They're not all that easy to handle unless you get them used to it from an early age. The most tame mine ever got was to take a treat from my hand and maybe if I was lucky, sit on my hand to eat it before leaping back to the safety of their cage.


----------



## lostbear (May 29, 2013)

FurrySweet said:


> Hello,
> I am going to be getting 2 harvest mice as pets in the near future and I was wondering if I could get a guide on:
> 
> The cage- what it's like and where I can get one, price etc.
> ...


All I can say is, you lucky duck - they're fabulous little things.


----------



## FurrySweet (Aug 29, 2013)

Hey, thanks that helps me alot,

So females is a better option?
I was rather to my liking to get males because I have it stuck in my head that I must call one of them 'Ted'

Heh, anyway I was thinking, what would you all think about to male Harvest mice that are brothers? maybe they wouldn't fight each other and introduced at a young age?

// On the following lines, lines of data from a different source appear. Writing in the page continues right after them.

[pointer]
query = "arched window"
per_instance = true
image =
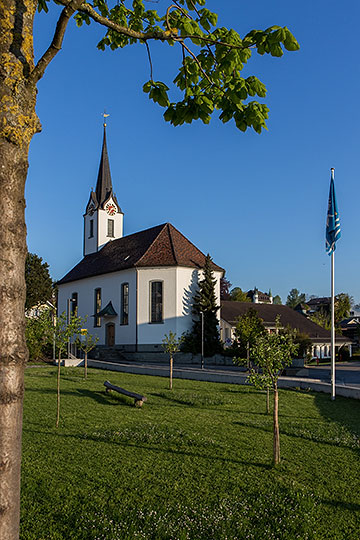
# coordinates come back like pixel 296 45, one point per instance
pixel 97 307
pixel 156 302
pixel 124 313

Anyway thanks for your help so far!


----------



## blade100 (Aug 24, 2009)

Still not a good idea. My friend was given two what she thought female harvest mice but one was male and so a few weeks later she gave birth to 6 babies one was a girl the other 5 were males. So she put all the male babies in one tank with the dad so father and sons. The mother and daughter lived together,they got on great. HOWEVER father and sons began fighting and as I said ate each other tails! So no I would still not get two brothers housed together.

Oh and my friend has 4 inch silent spinner wheels in her tanks for all her harvest mice.


----------



## FurrySweet (Aug 29, 2013)

Crikey!

I dont want 2 tail less mice!

Hmm I will look into that, thanks for all your help you have been very kind!

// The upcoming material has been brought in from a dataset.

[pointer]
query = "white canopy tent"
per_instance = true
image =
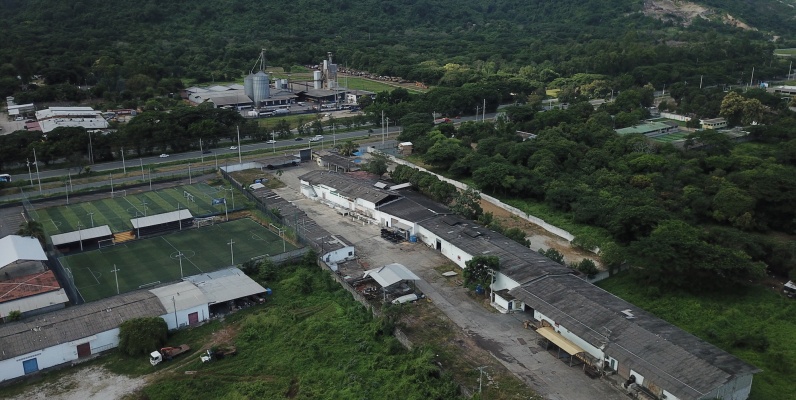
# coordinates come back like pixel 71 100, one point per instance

I fell in love with harvest mice when i went to a place which had harvest mice in the cafe, they were running around like mad and i could'nt take my eyes off them they were so cute!


----------



## magnolia (Sep 27, 2013)

Harvest mice are fascinating pets to watch. I have 5 females all living happily together. They are mum and 4 daughters. They get on great together.
I found they wouldn`t drink from a water bottle so i use the tiny glass tea candle holders. They are ideal.
For a bed i use the fat ball holders you buy for feeding birds. Filled with straw it makes a great bed for the mice. Mine all huddle together in the top of it


----------



## blade100 (Aug 24, 2009)

I just died of cuteness overload :001_wub:


----------



## magnolia (Sep 27, 2013)

The harvests are cute. Mummy harvest mouse is the biggest in my group. The others go down in size to a really tiny girl. My theory is they haven`t developed into full adults as mummy is the dominant mouse in the group. They sometimes push each other for a particular seed one has but they don`t fight at all. They get on far better than i expected.

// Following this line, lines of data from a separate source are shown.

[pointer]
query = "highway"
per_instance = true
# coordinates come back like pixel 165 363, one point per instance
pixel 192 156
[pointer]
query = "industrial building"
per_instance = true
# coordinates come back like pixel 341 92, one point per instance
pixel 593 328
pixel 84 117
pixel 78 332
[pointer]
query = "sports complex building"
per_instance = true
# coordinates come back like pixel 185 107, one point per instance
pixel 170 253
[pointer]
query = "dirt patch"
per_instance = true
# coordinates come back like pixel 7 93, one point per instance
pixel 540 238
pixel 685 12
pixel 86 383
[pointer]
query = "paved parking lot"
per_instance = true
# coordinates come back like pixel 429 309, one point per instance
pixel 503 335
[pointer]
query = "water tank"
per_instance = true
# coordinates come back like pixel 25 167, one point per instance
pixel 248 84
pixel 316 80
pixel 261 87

This is mummy mouse ( Honey)


----------



## lostbear (May 29, 2013)

magnolia said:


> Harvest mice are fascinating pets to watch. I have 5 females all living happily together. They are mum and 4 daughters. They get on great together.
> I found they wouldn`t drink from a water bottle so i use the tiny glass tea candle holders. They are ideal.
> For a bed i use the fat ball holders you buy for feeding birds. Filled with straw it makes a great bed for the mice. Mine all huddle together in the top of it


That pic is wonderful! They are exquisite little creatures, aren't they?


----------



## magnolia (Sep 27, 2013)

They are delightful animals. So sweet when they wrap their tails around branches when climbing


----------